Update: The original recipe calls for shell on the shrimp. I recently made this without the shells and it was just as good! I also stir fried the chilis in oil before adding the garlic and scallions to release more heat. It was a little bit hotter but not as much as I had hoped. So for those who like a good amount of heat (say maybe a “5″ heat rating in Thai food), I would recommend adding more chili peppers dried and/or fresh.
Serves 6 in a multi-dish meal (or in our case, 2 very hungry adults as the main course)
Spicy Garlic Shrimp
- 1 lb shrimp, deveined with shell on (or if you prefer, shelled)
- 1 egg white, slightly beaten
- 1 Tbsp rice flour
- 3 garlic cloves, finely chopped
- 1 scallion, chopped
- 2-3 fresh Serrano chili, sliced or diced
- 1/2 tsp red chili pepper flakes
- 1/4 tsp salt
- 1/4 tsp ground black pepper
- 4 Tbsp cooking oil, divided
- 3 Tbsp sugar*
- 2 Tbsp water*
Rinse the shrimp and pat dry.
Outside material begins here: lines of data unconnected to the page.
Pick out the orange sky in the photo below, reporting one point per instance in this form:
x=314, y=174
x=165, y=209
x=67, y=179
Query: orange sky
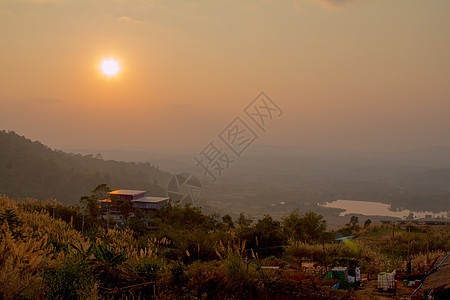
x=350, y=74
Combine egg white and rice flour to form a paste. Mix shrimp with paste coating each shrimp well and set aside.
Mix the sugar and water together in a small bowl and set aside.
Heat wok and add 3 tablespoon of oil on medium-high heat. Fry the shrimp for about 2 minutes until the shell is crispy. I do this in batches, flipping the shrimp at the 1-minute mark. Remove to paper towel and drain.
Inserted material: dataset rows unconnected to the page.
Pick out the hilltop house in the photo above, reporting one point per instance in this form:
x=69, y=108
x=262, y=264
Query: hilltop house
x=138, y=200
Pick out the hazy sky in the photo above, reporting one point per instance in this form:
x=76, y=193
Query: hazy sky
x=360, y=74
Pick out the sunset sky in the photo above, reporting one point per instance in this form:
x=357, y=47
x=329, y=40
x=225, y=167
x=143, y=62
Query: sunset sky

Once all the shrimp have been fried, remove the oil from the wok. Reheat the wok and add remaining 1 tablespoon of oil. Add Serrano chili, red chili flakes, garlic and scallions to oil and stir fry until fragrant, about a minute. Add sugar water and cook for about 30 seconds. Add shrimp, salt and ground black pepper and stir quickly to coat everything. Serve hot.
To increase the heat, stir fry the chilis first in the hot oil for 1-2 minutes. Then add the garlic and scallions and continue with remaining instructions.
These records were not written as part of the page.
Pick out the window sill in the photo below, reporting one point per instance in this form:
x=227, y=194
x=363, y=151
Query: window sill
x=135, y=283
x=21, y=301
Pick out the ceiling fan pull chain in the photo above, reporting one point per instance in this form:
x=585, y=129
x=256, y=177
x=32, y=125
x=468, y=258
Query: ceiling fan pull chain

Here’s a closer look at the dish. All that chili and garlic, yom yom yom!
* Three tablespoon of sugar may seem like a lot but this dish isn’t overly sweet. It gives just enough sweetness to balance out the heat. The sugar and water can be eliminated for a savory salty dish. I would recommend increasing the ground black pepper in that case.
For another twist, eliminate the sugar and water and add a dash of Chinese 5 Spices at the final tossing.
This dish can also be made into a sweet and sour spicy dish. Add 2 tablespoon of white vinegar with the sugar and water to give it that tang. The vinegar can be increased if you’re especially fond of extra tanginess.
There you have it. A 4-fer recipe to meet whatever taste you’re in the mood for. Now pass me a shrimp and a napkin.